Рассказчица дождалась, когда снова наступит тишина и продолжила:
- И видит Зина, как аппарат смерти движется на малюсенького человечка, а он, маленький такой, симпатичный, всё уже у него есть и головка, и ручки, и ножки! И этот человечек отодвигается в противоположную от аппарата сторону! Спастись пытается! Прижимается к стенке матки, словно просит у матери помощи! Но - спрятаться негде! И не защититься, и не закричать! -рассказчица останавливается, но сделав глубокий вдох,взволнованно продолжает. - Аппарат откусывает часть тела и всасывает в себя! Младенец вздрагивает. Зине кажется, что она слышит его крик! …Аппарат снова откусывает и всасывает! Ест его! Живого!
- Господи Боже! – побелевшими губами шепчет Зина, дрожа от желания остановить, прекратить этот ужас!
В этот миг всем своим существом Зина понимает, что никогда, никогда, ни при каких обстоятельствах не сделает аборта!
Рассказчица замолкает, но, после долгой паузы, изменившимся мягким голосом добавляет:
- Сейчас у Зины сынок растёт. Любимый.
- Ох!- выдыхает напряжение Елизавета - из всех убийств это - самое беспощадное!
- Да, - соглашается Анна, - а ради чего мы дитя убиваем? Для облегчения своей жизни! Но не взрослого наказываем.

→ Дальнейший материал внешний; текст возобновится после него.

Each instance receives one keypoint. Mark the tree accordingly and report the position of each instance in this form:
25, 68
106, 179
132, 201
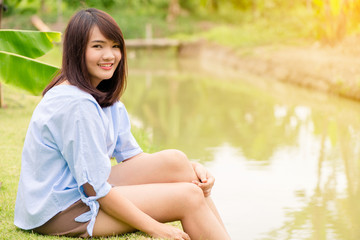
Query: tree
18, 48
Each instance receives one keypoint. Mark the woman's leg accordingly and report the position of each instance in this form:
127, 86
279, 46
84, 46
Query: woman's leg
166, 202
161, 167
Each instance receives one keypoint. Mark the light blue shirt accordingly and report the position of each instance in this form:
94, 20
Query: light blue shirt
69, 142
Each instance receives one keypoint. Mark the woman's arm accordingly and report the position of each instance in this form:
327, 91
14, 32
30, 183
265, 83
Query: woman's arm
117, 206
206, 180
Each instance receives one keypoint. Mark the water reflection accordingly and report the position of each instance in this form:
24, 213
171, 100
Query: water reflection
286, 160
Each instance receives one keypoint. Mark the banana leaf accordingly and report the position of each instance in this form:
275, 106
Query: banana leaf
32, 44
25, 73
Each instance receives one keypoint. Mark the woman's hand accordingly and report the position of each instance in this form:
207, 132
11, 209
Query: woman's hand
169, 232
205, 179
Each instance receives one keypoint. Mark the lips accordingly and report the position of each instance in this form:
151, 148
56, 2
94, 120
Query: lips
106, 66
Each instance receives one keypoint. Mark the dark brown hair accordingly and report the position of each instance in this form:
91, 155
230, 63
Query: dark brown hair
73, 63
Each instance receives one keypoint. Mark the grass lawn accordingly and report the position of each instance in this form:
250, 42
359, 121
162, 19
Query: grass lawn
14, 121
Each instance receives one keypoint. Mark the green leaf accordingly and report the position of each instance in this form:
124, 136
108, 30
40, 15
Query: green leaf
31, 44
25, 73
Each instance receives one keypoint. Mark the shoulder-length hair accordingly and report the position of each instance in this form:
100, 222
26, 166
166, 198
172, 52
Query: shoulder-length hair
73, 63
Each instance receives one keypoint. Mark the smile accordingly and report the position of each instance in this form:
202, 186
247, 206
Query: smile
106, 66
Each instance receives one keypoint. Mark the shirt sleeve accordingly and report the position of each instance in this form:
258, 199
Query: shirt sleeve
126, 145
84, 149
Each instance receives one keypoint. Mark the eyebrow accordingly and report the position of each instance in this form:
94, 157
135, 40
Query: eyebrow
98, 41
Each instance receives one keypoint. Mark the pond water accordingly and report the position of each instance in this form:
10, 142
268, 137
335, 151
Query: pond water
286, 160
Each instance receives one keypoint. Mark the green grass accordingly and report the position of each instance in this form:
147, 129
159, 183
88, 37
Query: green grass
14, 119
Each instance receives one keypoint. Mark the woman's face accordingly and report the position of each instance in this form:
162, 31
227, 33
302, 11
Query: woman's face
102, 56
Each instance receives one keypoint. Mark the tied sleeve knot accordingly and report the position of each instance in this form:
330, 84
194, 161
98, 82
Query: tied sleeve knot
90, 215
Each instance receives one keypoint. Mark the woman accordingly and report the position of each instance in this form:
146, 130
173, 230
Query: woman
67, 185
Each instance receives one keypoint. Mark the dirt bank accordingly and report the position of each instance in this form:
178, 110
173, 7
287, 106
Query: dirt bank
334, 70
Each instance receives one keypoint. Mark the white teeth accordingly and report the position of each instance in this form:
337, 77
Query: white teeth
105, 65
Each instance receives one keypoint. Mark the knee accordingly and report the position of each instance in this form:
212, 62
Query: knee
192, 196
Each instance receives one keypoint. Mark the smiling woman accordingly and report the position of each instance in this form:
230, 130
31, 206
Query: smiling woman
67, 184
102, 57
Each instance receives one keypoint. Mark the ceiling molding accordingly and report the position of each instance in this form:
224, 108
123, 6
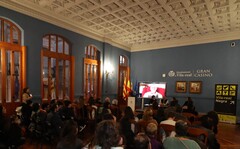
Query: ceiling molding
139, 25
188, 41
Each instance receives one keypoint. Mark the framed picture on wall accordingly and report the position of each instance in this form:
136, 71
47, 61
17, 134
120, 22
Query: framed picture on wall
195, 87
181, 86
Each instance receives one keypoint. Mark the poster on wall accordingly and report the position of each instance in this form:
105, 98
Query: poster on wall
225, 102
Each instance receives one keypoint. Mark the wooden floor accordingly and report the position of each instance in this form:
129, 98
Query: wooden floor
228, 137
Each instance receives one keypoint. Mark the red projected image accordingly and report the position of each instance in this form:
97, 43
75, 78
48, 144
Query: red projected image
147, 90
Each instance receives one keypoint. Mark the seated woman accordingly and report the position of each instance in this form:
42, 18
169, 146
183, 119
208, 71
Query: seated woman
180, 141
106, 136
127, 126
146, 119
69, 139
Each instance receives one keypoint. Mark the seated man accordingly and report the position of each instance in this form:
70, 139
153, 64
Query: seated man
153, 92
180, 141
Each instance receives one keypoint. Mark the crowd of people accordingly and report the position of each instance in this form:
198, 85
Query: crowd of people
113, 127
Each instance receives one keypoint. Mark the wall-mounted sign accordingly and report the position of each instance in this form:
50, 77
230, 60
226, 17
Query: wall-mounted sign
225, 101
191, 73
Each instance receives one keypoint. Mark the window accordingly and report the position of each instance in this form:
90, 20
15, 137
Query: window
123, 74
12, 66
92, 72
56, 68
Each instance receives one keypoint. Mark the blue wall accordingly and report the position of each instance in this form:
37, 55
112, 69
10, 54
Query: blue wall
220, 58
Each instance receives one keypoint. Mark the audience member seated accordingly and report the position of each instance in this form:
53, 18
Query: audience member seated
164, 102
106, 136
91, 109
14, 134
147, 118
69, 139
38, 119
54, 121
127, 121
170, 119
142, 141
67, 112
207, 124
152, 100
188, 106
151, 132
160, 116
26, 113
180, 141
115, 109
174, 102
214, 116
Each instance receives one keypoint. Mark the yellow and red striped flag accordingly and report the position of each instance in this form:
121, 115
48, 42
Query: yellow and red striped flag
126, 88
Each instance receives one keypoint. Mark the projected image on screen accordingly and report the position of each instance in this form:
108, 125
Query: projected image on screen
148, 89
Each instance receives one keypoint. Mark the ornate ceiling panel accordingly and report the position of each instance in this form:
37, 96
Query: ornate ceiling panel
140, 24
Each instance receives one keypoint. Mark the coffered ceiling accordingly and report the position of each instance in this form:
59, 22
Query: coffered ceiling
137, 25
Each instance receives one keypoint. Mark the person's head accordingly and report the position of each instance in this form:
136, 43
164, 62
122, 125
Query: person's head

Нет! Мы казним самого беззащитного, и так жестоко!
- Сколько женщин повинно в этих убийствах! – укоризненно вздыхает Фёдор. - Как отмолить им этот ужасный грех?
Анна бледнеет и, пристально глядя Фёдору в глаза, спрашивает:
- А мужчины разве безвинны? Чьё семя в женщине ожило? Мужское! – Анна еле сдерживала гнев, - Значит и мужчина – виновен! И на нём – великий грех детоубийства! Слияние с женским телом - не только наслаждение, игра гормонов – это акт зарождения жизни! - голос говорящей становится громче, - Если эта жизнь появилась - она навсегда связана с вами! Вы - не безвинные козлята!
- Да что уж нам теперь, – мужчины смущенно опустили глаза, наклонив над столом поседевшие головы.
Все замолчали.
Вдруг раздался тихий голос Елизаветы:
- Явот недавно слышала по радио, что в Латвии в этом году пять тысяч женщин сделали аборт! Пять тысяч!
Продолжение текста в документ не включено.